第17話 牛頭天王

 雛御前と犬神、猫鬼を加え、大幅増員したカオル達一行は西楼門から舞殿へと歩いて行った。

 

 夕方で観光客はまばらとはいえ、犬神、猫鬼は不可視化されていて、霊眼をもつカオルにしか見えなかった。

 雛御前はひな祭りの十二単衣ひとえのコスプレということで、悪童丸はまあ、普通の六歳児という設定になっている。


 カオルは黒のジャージの上下に白いスニーカーという軽装だし、背中に背負ってるのは竹刀で剣道少女ということになっている。役作りも完璧で、少々、組み合わせは奇妙であるが全く問題ないと思う。


「では、舞殿で牛頭天王ごずてんのう様に、わらわの舞をひとつ、奉納致しましょうか」


 さっきまでワシとか言ってなかったか?またもキャラ変更か?

 まったく、ブレまくってるな。


牛頭天王ごずてんのう?」


「これだから教養のない若い者は困る。八坂神社は元々、祇園社といって、祭神は牛頭天王様とその妻の頗梨采女 はりさいにょ様、ご子息の八王子神様じゃ」

 

 『祇園牛頭天王御縁起』によれば、牛頭天王は須弥山中腹「豊饒国」の武答天王の一人息子で、7歳で身長が7尺5寸(約2メートル27センチ)あり、3尺(約90センチ)の牛頭には3尺の赤い角があったという。

 その恐ろしい姿のために近寄る女人もいなくて酒浸りの日を送っていたが、山鳩の導きで沙竭羅サーガラ龍王の三女の頗梨采女 はりさいにょを娶った。

 龍宮への旅の途中、長者の古単将来が一夜の宿を断ったという理由で豊饒国への帰路に殺戮し、宿を提供した貧乏な兄の蘇民将来を『願いごとがすべてかなう牛玉』をさずけて幸せにしたというエピソードの持ち主である。何とも気まぐれな荒神、祟り神であるが、祀れば幸運をもたらしてくれる神でもある。疫病除けの神である蘇民将来を祀る疫神社が境内にある。

 平安時代から行疫神として崇められていたが、平安末期に流行病をもたらす疫病神を鎮祭するための山鉾、花傘巡行『祇園祭』が行われるようになったという。


 雛御前の説明はもっと長くてかなり端折っているのだが、カオルはちょっとうんざりしたが、どうもこの話が事件の核心ではないかという予感がした。


 雛御前は扇子を出して本殿の前にある提灯で明るく照らされた舞殿で華麗な舞をはじめた。観光客は何かのイベントと間違ったのか集まってきて見とれはじめていた。

 いや、そこは立ち入り禁止のはずだが、あまりに堂々と舞ってるので誰も止めれないし、十二単衣で舞う姿はこの世の者とは思えない(常世の者なのだが)幽玄な風情があった。
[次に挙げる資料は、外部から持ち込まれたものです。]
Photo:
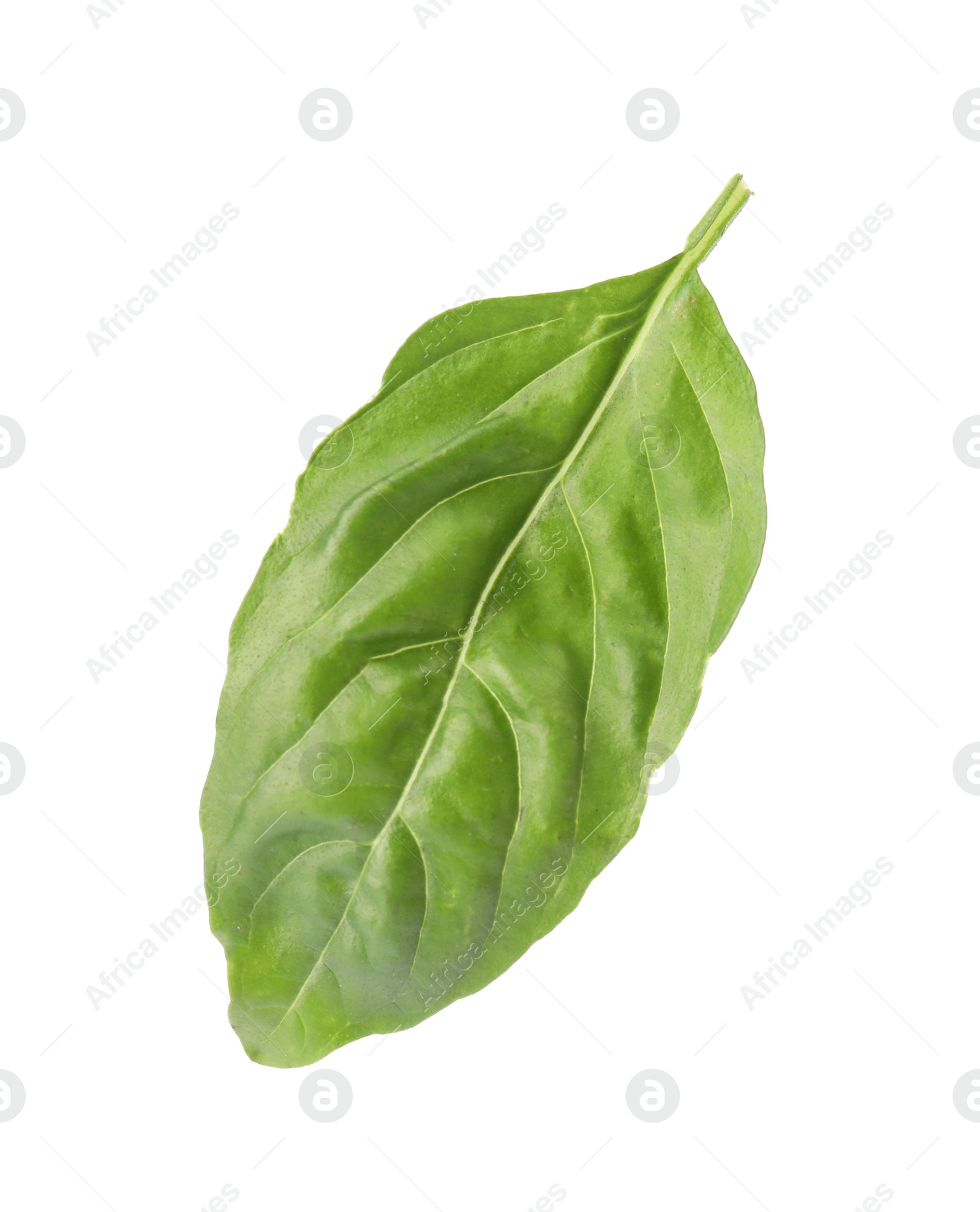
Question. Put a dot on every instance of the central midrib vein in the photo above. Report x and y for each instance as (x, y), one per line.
(687, 262)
 しばし舞っていた雛御前は観光客の拍手喝采を浴びて舞殿を降りてきた。


「どうじゃ、美しかろう」


「綺麗な雛人形みたいだったよ」


 悪童丸は賞賛と拍手を送ったが、雛御前も得意げだった。

 自分でいうのは何か違う様に思うが、確かに華麗な舞姿でカオルもみとれてしまっていた。


「では、本殿に参ろうか」


 かやぶき屋根で朱色の柱と白い壁のコントラストが美しい本殿である。

 雛御前が本殿に拝礼する。

 悪童丸、カオルもそれに倣った。犬神、猫鬼は雛御前の背後で大人しくしている。


 提灯の淡い光と月の光が雛御前の顔を照らしていた。

 辺りはいつのまにか夕闇につつまれていた。観光客の姿も消えている。

 まるで異空間に迷い込んだような雰囲気があった。事実、そうなのだろう。

 そして、しばらく祝詞を唱えていた雛御前の声にいらえがあった。


「我を呼ぶものは誰ぞ」


 黄金の光の粒子が凝り固まって何かが現れようとしていた。

 滑るようにゆっくりと後ずさる雛御前の前に、牛頭の大男が降臨してその巨大な姿を現していた。
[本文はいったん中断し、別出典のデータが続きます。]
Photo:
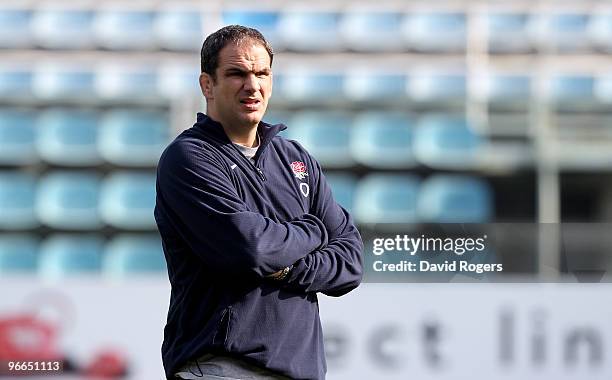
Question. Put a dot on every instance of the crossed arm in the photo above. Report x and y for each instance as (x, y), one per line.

 牛頭には黒い兜のようなものをかぶっていて、そこから二本の長い赤い角も見えた。

 右手には杖のように柄の長いまさかりをもち、身には漆黒の鎧を纏っている。

 光背には円形に炎が燃えていて、骨太で筋肉の覆われた逞しい身体を浮かび上がらせていた。

 ついに出るものが出たとカオルは思った。